Which is not to say that the book is perfect: the last scene reminds me of everything that I don’t like about LDS fiction as Hallstrom gives in to the saccharine send-off. Also, it reads as if it were a collection of pre-existing essays that she [barely] strung together. (I’m not sure whether this is in fact the case–but since various chapters won awards as independent works it may have been–I’m just noting that the chapters feel only loosely connected.)

But . . . but . . . compared to my other forays into LDS fiction (and I skim a lot of review copies that don’t end up getting reviewed because I’m queasy and weary after five pages), this is a gem.

10 comments for “Book Review: Bound on Earth

  1. Since the only LDS fiction I’ve read is Lund’s “The Alliance” (which I liked in that 80s mad max tribute sort of way)(oh and I’ve never read anything else Lund wrote) and Mike Allred’s Golden Plates, I’m not sure this is a good or bad review.

    Oh and are they essays or short stories strung together? I’m not sure I could get through a fictional essay…

  2. Julie, I bought this some weeks ago after hearing rave reviews, because I try to support LDS artists who produce quality work.

    But I don’t know when I’ll have time to read it. So the question is, how appropriate for my teenagers is this, or should I really read it myself first?

  3. She has done a better job of creating “real” than most authors I have read (notice I didn’t say “most LDS authors”).

    That is an excellent point. I find that most complaints about LDS authors are the same complaints I have about many “mainstream” authors. I’ve read many a book and seen many a movie that had a “saccharine send-off” of an ending that seemed out of place or otherwise made the reading experience lesser.

    Thanks for the review. I wish I had world enough and time to read all the good books I read about.

  4. Julie, I have read the book, and thought it was outstanding. I agree with everything you said about it except that the ending is a “saccharine send-off.” Maybe it’s because I am an old grandmother, but I felt that Hallstrom captured beautifully how I think I would feel and react in a similar situation.

    To me, the ending of Bound on Earth was as authentic as the rest of the book.

    All too often, IMO, authors of “literary” fiction seem to write endings that are ambiguous, if not actually depressing–perhaps in order to have them regarded as sufficiently “realistic”. Hallstrom resisted that tendancy; and I found her ending inspiring as well as realistic, because it remained true to the ultimately hopeful LDS worldview.

  5. So I’ll rot in a hot place before turning into a whiny feminist, but was the “to death do you part being what Mormon girls hear when they fail” supposed to be ironic? ‘Cause I’m pretty sure Mormon boys aren’t supposed to hear it either….

  6. Naismith, if this book were a movie it would be PG13–not because of sex or violence or profanity, but for mature themes.

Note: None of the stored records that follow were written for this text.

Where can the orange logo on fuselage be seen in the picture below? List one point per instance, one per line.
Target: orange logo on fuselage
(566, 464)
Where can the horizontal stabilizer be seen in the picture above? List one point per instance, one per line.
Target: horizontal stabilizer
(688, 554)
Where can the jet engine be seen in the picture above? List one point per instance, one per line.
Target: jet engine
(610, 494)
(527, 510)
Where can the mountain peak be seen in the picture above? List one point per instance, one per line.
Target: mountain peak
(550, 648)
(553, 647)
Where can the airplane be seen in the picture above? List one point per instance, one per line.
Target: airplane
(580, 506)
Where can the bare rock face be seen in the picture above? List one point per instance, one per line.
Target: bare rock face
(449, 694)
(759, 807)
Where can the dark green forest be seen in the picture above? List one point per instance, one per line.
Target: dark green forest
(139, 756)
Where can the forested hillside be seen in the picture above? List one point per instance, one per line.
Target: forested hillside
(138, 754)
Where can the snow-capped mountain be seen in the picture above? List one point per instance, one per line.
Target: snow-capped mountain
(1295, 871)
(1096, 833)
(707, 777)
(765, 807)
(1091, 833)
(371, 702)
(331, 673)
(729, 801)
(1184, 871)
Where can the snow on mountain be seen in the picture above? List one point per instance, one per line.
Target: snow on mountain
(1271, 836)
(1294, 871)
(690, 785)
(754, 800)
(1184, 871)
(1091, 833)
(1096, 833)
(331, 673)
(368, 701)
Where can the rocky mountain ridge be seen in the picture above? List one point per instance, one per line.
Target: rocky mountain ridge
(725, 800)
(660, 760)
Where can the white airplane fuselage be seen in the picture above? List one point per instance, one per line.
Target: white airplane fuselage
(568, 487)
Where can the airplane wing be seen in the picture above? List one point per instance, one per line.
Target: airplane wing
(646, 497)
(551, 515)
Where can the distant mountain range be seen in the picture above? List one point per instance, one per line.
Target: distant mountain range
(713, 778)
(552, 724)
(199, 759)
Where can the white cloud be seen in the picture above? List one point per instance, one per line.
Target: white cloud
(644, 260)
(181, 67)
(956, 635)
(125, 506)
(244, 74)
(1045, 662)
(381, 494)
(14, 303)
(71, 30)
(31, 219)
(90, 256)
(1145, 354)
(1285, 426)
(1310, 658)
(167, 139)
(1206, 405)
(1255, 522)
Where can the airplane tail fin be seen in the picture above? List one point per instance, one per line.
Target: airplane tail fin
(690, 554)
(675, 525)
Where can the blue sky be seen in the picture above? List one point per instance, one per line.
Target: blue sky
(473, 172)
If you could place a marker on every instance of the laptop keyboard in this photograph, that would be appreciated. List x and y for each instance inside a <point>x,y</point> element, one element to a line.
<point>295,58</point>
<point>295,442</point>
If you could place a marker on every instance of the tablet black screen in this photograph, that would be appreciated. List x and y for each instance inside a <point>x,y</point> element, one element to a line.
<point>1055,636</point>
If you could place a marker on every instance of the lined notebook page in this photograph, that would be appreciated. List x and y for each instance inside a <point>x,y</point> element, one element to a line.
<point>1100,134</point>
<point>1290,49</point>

Teens who can handle topics like adultery, pregnancy out of wedlock, and mental illness would do fine with the subject matter, but even so, I don’t think they would enjoy the book. It’s just not written for a YA audience. I hope you get a chance to read it!

    RoAnn, I feel the same way you do about the ending. It is sentimental compared to the other chapters, but still well-written, and I’d come to care enough about this family that I was glad to have them all together in a happy setting at the end.

    Mellifera, that particular chapter has a female narrator, so the wording reflects her personal experience–she’s referring to herself as the Mormon girl.

  7. Naismith: I’ll respectfully disagree with Kathy. I hungered for non-schmaltz Mormon lit as a teen — for families that reflected my complex family. So I shunned “Charlie” and picked up “Refuge” and “Sideways to the Sun” and “All Gods Critters Got a Place in the Choir.” Some of the sibling subplots deal very much with teen dynamics in a family — the good girl, the rebel, the baby, the difficulty of any of those labels. I currently teach juniors and seniors, and I know several of them would really enjoy this book.